Gary Henley-Smith

Personal information
- Full name: Gary Julian Henley-Smith

Playing information
- Position: Wing
Club
| Years | Team | Pld | T | G | FG | P |
| 1985 | Wigan | 7 | 2 | 0 | 0 | 8 |
| 1985–86 | Fulham RLFC | 18 | 8 | 0 | 0 | 32 |
|  | Total | 25 | 10 | 0 | 0 | 40 |
- Source:

= Gary Henley-Smith =

New Zealand rugby league footballer and sprinter

Gary Julian Henley-Smith is a former New Zealand sprinter and professional rugby league footballer who played in the 1970s and 1980s. He played club-level rugby league for Wigan and Fulham RLFC as a .

==Early years==
Henley-Smith attended Auckland Grammar School, where he was Auckland and New Zealand secondary schools senior boys 100m and 200m champion and held several records.

He held the New Zealand junior men's 100m and 200m records at 10.4s and 21.7s. His 10.4s 100m record, set in 1977, stood for 13 years.

==Athletics career==
Henley-Smith was a member of the Oceania team at the World Cup in Germany in 1977. That same year he joined Washington State University on a scholarship, spending four years in the United States. When he returned he was a member of Waitakere City Athletic Club and was the New Zealand Amateur Athletic Association 100m and 200m national champion in 1982 and 1983.

He missed selection for the Commonwealth Games in 1978 due to a stress fracture.

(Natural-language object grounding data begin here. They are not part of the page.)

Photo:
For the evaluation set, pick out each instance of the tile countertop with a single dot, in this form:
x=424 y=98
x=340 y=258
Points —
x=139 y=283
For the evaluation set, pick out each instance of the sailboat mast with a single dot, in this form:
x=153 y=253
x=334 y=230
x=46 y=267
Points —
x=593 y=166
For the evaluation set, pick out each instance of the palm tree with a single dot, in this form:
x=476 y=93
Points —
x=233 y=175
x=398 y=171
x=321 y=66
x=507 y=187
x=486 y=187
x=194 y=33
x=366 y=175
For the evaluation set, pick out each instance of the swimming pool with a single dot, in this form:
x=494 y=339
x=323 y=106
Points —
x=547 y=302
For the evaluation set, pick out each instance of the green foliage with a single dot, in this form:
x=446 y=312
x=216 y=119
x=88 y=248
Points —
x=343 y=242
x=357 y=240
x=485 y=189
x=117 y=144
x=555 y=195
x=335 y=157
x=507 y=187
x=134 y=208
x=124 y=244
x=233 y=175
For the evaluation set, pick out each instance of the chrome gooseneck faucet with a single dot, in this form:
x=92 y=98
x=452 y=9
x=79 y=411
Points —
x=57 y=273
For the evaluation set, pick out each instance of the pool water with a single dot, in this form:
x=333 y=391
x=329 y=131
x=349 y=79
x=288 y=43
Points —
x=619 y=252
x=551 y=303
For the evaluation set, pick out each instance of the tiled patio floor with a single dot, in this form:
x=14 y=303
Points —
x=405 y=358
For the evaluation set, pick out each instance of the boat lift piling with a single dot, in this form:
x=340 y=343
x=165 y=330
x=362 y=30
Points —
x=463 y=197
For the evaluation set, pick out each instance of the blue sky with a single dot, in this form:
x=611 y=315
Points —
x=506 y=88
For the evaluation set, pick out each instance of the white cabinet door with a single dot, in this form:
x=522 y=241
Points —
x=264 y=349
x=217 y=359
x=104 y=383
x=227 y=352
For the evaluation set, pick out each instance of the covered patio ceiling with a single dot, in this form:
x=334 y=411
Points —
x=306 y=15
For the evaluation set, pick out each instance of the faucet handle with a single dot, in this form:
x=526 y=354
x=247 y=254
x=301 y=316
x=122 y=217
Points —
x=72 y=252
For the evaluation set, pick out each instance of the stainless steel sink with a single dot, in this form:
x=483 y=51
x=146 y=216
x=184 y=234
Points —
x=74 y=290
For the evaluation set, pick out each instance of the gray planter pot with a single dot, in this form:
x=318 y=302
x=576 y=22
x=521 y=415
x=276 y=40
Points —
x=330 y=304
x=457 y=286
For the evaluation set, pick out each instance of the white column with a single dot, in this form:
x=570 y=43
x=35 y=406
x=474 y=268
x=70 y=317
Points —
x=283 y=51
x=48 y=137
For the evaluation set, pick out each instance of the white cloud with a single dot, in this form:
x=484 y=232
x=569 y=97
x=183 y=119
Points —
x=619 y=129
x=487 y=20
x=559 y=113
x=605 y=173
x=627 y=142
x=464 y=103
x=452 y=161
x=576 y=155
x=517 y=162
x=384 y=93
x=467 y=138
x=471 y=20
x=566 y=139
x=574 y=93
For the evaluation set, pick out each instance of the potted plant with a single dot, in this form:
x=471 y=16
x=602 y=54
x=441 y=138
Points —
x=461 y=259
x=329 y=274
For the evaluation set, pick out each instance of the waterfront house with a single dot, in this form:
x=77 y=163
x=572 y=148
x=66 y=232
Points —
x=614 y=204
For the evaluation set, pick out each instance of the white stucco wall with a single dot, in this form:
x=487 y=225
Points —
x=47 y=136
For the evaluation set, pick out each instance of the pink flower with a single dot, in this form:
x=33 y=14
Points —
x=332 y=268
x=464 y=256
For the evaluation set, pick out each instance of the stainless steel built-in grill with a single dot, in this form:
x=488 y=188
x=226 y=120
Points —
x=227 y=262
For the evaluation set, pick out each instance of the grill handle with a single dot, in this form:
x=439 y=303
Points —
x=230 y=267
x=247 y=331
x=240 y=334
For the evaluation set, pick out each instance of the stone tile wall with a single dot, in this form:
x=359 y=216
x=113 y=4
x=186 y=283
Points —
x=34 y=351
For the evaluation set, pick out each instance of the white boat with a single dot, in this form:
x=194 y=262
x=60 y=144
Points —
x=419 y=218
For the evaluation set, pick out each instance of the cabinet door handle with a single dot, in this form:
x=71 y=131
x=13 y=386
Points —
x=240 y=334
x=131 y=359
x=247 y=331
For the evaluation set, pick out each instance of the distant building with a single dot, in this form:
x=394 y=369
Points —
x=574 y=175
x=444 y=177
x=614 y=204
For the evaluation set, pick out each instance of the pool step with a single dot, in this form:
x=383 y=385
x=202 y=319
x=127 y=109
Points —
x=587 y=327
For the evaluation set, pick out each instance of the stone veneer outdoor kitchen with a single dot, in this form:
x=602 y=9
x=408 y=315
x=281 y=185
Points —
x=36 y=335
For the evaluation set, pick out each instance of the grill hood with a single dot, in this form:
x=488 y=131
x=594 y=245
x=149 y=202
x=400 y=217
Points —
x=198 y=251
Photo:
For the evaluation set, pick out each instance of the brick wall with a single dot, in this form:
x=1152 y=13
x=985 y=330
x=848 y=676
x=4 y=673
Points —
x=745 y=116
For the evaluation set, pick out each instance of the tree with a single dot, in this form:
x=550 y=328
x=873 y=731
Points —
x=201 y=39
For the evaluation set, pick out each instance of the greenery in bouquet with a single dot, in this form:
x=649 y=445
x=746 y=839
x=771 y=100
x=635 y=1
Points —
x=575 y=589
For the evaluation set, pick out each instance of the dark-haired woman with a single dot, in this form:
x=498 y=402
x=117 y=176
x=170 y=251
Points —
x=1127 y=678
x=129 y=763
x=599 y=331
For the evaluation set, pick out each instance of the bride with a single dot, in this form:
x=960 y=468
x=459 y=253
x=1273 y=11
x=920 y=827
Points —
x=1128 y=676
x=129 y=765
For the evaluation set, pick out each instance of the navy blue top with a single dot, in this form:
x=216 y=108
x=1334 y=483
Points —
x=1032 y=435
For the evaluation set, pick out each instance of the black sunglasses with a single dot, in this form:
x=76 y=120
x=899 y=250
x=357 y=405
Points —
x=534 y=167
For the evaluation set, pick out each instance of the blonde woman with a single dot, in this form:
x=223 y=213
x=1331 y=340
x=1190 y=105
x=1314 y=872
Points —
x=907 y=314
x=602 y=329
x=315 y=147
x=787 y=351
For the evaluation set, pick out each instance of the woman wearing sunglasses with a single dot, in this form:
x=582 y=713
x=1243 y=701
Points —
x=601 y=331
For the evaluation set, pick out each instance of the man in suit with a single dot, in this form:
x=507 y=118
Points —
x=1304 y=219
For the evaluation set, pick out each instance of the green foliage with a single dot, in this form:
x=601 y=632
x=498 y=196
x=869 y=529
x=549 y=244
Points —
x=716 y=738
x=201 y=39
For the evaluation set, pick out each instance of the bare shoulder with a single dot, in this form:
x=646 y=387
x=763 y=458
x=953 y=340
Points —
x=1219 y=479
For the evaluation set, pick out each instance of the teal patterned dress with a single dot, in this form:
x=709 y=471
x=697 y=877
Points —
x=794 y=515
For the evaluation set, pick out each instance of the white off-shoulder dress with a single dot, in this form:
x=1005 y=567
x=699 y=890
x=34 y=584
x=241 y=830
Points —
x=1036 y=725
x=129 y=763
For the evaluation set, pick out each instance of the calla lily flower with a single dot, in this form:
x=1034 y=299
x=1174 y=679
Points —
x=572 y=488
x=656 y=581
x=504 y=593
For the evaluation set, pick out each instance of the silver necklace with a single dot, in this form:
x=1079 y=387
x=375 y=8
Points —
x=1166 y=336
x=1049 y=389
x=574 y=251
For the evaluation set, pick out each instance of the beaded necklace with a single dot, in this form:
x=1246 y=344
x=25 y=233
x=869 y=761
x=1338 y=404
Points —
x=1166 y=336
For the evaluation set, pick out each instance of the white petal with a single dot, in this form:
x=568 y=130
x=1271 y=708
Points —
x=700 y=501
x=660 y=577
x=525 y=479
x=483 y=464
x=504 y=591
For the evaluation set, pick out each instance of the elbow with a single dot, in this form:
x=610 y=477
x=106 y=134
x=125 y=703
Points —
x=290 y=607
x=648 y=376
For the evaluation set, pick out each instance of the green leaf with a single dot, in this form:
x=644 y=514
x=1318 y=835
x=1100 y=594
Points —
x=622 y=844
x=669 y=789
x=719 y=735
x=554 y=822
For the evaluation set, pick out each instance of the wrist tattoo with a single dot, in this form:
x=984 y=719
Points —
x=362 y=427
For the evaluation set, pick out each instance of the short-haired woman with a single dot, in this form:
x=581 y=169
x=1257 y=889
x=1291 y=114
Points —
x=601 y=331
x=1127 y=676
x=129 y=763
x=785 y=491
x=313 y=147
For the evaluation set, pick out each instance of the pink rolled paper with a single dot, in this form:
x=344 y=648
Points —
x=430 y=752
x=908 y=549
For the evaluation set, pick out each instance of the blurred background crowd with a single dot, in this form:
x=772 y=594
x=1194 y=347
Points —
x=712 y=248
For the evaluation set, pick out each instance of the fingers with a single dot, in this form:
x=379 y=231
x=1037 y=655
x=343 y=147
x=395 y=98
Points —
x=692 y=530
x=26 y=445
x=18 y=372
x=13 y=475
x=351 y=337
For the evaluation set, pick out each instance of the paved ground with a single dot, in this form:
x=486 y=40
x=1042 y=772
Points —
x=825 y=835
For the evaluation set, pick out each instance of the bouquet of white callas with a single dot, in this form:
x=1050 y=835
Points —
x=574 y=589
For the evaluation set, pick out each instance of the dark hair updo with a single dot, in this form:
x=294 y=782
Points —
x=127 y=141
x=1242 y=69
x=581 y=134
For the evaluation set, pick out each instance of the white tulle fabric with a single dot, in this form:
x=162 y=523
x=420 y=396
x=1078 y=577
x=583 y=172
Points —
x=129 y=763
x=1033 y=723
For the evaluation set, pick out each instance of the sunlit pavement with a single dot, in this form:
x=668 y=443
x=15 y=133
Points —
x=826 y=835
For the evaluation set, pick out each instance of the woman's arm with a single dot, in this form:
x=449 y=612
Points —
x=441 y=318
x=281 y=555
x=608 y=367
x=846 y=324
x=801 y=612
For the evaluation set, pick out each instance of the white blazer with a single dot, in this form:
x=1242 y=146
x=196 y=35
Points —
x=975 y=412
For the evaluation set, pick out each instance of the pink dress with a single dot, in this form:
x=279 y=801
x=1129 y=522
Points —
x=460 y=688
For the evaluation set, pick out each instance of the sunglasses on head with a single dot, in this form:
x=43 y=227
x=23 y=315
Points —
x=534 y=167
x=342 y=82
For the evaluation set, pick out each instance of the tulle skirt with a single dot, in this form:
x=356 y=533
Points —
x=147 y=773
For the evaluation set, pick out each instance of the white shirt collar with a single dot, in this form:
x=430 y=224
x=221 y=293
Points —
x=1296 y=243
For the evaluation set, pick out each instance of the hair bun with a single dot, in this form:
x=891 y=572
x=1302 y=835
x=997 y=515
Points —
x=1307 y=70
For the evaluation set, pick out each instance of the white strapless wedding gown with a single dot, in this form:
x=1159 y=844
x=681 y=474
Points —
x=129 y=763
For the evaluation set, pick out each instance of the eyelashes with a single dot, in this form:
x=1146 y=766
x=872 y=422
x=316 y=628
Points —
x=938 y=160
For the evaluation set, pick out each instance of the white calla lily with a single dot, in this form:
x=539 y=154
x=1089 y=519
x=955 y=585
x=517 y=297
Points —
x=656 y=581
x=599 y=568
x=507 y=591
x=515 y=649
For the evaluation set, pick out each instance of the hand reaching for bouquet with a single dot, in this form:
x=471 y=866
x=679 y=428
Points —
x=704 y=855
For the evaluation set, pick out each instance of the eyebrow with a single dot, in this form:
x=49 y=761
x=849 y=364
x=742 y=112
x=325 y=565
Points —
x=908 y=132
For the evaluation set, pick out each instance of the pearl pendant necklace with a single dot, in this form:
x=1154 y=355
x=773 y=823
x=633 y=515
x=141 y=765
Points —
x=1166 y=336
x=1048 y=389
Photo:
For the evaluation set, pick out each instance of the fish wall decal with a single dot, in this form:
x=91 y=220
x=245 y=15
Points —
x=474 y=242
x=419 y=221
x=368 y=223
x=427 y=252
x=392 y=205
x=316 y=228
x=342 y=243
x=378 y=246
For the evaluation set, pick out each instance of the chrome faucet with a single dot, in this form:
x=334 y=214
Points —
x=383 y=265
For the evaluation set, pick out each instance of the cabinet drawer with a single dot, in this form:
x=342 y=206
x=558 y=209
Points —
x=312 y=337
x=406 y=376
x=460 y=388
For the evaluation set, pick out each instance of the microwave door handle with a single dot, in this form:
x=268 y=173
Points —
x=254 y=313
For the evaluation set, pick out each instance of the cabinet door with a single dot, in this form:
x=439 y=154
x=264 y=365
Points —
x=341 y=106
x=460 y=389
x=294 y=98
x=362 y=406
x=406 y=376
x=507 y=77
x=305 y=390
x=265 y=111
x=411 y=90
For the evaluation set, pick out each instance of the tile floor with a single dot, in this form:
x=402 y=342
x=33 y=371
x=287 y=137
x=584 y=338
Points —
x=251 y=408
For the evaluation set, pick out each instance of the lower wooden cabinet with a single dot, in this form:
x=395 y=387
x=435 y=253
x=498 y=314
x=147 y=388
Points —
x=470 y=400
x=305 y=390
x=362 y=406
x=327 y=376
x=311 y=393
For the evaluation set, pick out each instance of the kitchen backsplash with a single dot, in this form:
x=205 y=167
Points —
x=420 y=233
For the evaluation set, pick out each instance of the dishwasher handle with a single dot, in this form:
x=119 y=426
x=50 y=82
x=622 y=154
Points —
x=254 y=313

He competed in New Zealand's 4 × 100 metres relay team at the 1990 Commonwealth Games in Auckland, and was awarded the New Zealand 1990 Commemoration Medal.

==Rugby league career==
Henley-Smith spent the 1985–86 Rugby Football League season playing rugby league in England, joining Wigan, he played in Wigan's 14–8 victory over New Zealand in the 1985 New Zealand rugby league tour of Great Britain and France match at Central Park, Wigan on Sunday 6 October 1985, and played (replaced by interchange/substitute Steve Hampson) in Wigan's 34–8 victory over Warrington in the 1985 Lancashire Cup Final during the 1985–86 season at Knowsley Road, St. Helens, on Sunday 13 October 1985.

==Later years==
Henley-Smith spent a number of years as a physical education teacher at St Paul's Collegiate School in Hamilton, New Zealand, before moving to Scots College, Wellington as Director of Boarding.